Аудиенцию у Муссолини могла без особого труда устроить та же чета Мережковских, некогда с энтузиазмом принятых дуче и обласканных им. Близко Мережковские с Горьким не дружили, но приятельство никуда ведь не делось. К тому же, Горького знали во всей Европе, а на итальянский его перевели просто давным-давно.

Ясно, что на фестваль свободомыслия корпоративное муссолиниевское государство вовсе не походило. Но кровь в фашистской Италии не лилась такими реками, как в СССР.

Политзаключенных в стране хватало, но на фоне сталинского ГУЛАГа и нацистских концлагерей итальянские застенки выглядели пусть и паскудной, но все же комедией.
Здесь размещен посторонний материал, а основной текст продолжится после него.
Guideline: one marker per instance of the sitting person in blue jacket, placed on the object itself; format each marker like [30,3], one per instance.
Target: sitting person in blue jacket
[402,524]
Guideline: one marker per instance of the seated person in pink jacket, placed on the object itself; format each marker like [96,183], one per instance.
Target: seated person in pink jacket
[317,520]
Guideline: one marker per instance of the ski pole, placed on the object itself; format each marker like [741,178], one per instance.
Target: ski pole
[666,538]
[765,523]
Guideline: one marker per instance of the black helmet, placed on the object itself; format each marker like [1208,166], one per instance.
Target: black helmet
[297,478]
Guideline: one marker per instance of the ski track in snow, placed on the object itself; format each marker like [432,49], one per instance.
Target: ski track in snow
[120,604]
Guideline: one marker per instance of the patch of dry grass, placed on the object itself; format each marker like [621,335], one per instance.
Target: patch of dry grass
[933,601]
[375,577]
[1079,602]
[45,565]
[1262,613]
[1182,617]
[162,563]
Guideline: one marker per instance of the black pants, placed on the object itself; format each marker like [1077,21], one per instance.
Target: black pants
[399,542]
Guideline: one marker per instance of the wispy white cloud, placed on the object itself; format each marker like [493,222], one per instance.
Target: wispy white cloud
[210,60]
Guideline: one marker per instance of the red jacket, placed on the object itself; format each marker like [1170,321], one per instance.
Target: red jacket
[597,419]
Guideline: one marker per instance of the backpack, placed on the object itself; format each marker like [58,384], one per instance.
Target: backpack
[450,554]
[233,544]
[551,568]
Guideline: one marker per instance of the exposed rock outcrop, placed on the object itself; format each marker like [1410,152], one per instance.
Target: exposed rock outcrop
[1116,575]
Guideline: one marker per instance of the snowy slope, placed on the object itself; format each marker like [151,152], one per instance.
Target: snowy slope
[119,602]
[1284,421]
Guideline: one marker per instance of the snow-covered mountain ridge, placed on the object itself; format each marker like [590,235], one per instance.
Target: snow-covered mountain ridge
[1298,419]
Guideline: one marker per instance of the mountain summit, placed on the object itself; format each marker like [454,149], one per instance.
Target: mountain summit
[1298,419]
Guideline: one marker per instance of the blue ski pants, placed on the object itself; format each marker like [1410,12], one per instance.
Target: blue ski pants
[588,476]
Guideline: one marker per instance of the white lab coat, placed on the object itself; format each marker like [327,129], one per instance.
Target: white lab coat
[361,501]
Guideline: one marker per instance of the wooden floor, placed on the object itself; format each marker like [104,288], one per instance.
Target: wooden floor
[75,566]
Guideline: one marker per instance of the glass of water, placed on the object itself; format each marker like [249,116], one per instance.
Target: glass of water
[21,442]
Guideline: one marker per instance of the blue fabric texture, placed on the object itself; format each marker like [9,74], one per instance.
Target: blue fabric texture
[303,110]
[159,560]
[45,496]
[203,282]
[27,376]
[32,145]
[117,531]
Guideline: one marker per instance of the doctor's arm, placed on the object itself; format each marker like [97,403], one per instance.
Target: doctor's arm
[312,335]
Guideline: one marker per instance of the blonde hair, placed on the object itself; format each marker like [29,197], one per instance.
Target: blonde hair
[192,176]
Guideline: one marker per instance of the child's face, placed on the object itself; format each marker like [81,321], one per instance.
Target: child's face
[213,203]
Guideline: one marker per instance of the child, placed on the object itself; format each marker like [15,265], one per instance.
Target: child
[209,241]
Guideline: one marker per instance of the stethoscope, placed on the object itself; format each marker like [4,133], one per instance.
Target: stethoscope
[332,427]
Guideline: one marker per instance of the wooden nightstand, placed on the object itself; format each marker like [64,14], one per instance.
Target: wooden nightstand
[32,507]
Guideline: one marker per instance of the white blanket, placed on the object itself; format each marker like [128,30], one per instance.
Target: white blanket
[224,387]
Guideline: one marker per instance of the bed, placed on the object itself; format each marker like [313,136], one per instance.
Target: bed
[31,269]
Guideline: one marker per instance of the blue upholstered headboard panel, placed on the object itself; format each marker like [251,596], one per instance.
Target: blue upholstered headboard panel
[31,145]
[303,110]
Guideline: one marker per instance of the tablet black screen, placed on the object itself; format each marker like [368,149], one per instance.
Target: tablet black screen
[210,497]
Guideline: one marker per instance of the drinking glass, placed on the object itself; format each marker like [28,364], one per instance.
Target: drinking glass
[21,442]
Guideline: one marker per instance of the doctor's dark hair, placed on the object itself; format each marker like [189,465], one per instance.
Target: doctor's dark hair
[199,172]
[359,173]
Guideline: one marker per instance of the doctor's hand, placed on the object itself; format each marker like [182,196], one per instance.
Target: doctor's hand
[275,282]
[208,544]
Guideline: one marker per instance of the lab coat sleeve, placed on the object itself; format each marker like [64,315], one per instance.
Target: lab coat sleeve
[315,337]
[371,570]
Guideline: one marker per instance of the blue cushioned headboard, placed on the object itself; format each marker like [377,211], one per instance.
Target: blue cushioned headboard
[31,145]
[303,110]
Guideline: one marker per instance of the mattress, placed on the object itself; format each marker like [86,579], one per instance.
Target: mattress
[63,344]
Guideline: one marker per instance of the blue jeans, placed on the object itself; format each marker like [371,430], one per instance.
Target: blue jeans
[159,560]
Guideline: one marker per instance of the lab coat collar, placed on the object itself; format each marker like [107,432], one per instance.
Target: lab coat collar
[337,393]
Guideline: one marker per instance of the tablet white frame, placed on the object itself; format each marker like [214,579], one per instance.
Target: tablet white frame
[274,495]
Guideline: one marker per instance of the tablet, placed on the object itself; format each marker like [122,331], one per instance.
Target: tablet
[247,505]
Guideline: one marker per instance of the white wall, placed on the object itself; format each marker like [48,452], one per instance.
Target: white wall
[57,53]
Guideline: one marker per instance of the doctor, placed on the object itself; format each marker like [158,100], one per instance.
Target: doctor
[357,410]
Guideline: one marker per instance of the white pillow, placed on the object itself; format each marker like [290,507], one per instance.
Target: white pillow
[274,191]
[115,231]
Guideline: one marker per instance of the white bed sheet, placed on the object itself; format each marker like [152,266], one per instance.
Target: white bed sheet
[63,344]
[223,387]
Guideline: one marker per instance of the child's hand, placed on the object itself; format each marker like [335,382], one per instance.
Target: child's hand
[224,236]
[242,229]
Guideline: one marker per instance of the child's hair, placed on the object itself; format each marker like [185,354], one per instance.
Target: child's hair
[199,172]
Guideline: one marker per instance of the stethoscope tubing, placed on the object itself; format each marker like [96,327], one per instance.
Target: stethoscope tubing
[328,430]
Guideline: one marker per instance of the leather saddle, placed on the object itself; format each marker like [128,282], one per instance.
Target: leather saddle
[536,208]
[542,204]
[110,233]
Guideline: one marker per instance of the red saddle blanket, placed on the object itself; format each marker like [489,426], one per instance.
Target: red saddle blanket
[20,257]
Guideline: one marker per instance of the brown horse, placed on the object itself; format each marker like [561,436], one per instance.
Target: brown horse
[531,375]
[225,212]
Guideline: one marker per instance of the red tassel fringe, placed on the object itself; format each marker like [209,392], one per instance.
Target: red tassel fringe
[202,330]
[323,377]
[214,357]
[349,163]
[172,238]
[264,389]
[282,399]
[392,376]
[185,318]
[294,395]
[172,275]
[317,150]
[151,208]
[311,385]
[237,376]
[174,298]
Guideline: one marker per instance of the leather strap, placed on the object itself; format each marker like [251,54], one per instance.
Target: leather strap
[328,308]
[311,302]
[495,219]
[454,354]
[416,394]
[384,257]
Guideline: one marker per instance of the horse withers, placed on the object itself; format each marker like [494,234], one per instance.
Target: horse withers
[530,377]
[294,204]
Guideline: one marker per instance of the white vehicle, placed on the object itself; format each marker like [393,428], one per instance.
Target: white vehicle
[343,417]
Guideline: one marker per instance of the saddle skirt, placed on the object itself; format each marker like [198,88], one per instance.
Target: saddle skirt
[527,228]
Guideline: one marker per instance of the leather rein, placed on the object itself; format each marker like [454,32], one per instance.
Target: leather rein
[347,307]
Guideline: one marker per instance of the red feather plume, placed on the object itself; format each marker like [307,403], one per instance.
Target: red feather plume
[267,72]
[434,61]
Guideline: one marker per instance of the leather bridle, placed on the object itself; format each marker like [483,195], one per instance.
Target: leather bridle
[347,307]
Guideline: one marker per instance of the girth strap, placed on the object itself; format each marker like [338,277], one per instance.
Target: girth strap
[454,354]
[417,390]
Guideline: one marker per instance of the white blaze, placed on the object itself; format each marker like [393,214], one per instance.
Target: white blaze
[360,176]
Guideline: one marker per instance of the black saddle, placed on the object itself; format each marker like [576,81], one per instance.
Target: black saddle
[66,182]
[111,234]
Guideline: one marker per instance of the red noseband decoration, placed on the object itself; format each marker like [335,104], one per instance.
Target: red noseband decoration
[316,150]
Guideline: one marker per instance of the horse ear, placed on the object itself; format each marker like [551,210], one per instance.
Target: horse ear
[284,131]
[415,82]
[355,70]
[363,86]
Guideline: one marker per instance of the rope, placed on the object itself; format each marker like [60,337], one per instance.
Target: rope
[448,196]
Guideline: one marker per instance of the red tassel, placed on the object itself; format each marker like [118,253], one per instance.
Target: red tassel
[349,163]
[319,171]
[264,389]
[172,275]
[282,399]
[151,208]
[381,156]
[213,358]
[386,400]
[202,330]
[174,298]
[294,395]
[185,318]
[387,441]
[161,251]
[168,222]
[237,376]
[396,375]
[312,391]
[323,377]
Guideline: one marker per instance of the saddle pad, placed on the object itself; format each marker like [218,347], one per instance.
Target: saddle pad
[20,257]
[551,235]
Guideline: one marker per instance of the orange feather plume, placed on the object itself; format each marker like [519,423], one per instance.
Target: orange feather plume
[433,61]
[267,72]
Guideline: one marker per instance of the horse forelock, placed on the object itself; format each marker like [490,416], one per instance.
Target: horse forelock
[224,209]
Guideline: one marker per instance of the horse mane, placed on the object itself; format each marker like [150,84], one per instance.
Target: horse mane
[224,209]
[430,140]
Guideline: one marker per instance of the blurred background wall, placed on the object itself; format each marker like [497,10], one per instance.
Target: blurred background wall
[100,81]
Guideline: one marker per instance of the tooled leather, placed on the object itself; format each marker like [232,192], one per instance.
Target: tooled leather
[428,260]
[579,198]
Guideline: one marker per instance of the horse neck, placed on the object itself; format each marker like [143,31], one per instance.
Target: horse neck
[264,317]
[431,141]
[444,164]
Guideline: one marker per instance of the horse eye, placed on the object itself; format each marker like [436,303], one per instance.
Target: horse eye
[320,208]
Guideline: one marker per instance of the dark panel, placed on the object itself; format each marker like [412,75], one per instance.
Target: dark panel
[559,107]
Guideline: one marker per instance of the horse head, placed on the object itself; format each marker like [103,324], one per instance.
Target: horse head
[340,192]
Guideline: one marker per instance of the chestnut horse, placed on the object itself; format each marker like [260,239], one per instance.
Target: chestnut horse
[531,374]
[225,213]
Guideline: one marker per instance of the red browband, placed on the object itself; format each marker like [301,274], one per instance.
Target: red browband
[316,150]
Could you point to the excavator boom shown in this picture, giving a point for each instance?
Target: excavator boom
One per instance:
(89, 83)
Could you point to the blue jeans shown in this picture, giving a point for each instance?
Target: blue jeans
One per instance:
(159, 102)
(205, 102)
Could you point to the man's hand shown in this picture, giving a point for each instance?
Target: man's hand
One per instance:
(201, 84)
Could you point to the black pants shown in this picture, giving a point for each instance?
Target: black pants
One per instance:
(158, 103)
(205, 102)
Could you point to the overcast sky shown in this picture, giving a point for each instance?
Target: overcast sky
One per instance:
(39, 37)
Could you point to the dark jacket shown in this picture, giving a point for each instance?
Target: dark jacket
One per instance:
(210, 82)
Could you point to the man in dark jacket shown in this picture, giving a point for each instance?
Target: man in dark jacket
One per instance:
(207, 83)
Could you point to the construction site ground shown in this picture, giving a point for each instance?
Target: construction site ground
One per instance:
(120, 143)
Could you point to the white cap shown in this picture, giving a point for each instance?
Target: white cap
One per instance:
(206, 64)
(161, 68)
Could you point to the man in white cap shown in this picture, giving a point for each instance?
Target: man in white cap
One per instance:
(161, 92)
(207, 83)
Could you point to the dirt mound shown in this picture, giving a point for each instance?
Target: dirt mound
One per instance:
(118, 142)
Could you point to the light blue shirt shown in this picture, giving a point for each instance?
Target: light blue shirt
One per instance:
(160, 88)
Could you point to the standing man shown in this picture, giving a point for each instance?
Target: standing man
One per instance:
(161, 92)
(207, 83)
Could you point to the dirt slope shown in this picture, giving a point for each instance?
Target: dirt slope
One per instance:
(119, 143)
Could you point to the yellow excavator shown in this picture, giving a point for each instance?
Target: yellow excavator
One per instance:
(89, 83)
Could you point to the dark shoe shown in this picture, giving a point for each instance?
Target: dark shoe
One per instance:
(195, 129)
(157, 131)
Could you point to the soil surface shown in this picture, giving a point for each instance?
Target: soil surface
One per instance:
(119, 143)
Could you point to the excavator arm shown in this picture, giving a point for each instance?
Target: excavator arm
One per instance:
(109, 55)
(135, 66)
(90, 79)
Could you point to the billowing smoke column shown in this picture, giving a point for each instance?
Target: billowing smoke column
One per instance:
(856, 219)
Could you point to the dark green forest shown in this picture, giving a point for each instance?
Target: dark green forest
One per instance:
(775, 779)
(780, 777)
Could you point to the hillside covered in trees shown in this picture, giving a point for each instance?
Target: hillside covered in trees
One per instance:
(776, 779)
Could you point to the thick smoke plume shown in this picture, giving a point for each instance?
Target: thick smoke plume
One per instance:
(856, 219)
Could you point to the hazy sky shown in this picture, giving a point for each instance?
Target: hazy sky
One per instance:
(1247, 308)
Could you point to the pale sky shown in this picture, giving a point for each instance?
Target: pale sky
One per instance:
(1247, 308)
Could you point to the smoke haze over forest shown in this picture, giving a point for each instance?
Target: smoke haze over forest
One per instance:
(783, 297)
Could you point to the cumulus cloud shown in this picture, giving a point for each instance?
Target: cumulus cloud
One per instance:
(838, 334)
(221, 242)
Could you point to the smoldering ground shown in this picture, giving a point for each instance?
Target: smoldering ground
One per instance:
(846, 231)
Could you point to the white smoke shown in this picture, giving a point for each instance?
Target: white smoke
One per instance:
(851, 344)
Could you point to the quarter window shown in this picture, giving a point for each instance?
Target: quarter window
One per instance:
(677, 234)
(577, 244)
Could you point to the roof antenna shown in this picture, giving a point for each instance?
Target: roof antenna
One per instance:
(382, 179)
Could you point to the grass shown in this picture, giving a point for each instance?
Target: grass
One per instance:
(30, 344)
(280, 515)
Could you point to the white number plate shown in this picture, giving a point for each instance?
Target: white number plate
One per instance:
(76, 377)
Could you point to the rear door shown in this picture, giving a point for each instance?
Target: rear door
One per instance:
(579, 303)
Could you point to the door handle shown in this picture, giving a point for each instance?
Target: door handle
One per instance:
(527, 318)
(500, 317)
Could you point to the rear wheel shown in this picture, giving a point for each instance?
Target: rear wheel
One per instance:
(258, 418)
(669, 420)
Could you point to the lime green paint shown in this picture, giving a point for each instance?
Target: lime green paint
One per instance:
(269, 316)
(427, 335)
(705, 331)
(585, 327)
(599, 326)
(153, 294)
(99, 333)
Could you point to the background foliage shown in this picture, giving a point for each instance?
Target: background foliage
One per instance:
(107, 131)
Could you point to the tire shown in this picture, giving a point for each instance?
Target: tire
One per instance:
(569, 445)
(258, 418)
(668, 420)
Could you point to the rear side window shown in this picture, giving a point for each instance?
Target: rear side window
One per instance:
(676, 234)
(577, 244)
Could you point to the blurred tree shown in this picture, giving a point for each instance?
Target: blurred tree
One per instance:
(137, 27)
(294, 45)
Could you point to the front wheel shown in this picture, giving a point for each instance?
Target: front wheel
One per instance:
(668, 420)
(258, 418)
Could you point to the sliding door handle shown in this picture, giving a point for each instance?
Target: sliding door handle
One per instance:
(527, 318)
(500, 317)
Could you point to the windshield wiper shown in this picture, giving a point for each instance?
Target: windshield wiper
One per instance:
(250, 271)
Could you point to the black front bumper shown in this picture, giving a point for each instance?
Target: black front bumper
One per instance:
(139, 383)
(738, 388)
Презрение же ко «классово чуждой» культуре и поощряемый властью вандализм даже в той Италии никому не были ведомы.

Можно только домыслить, что удерживало Горького от знакомства с «рулевым» страны, где он фактически жил, и которую страстно любил - не воображаемую, не населенную какими-то «иными, лучшими людьми», но ту, что его осязаемо окружала. К октябрю же 1932-го, когда Горького окончательно выманили из его соррентийского убежища, Италия была уже «глубоко» муссолиниевской.

И точно также можно лишь предполагать, что же именно - помимо каждодневных заунывных уговоров инфильтрованных в ближайшее окружение «отца соцреализма» агентов НКВД - продолжало тянуть этого первого и главного советского «дистанционно работающего экспата» (как сказали бы сегодня) - в далекую, понурую, бескрайнюю и бездорожную северную страну, пахнувшую снегом, водкой и кровью.

Ведь, положа руку на сердце, Горький Россию не любил.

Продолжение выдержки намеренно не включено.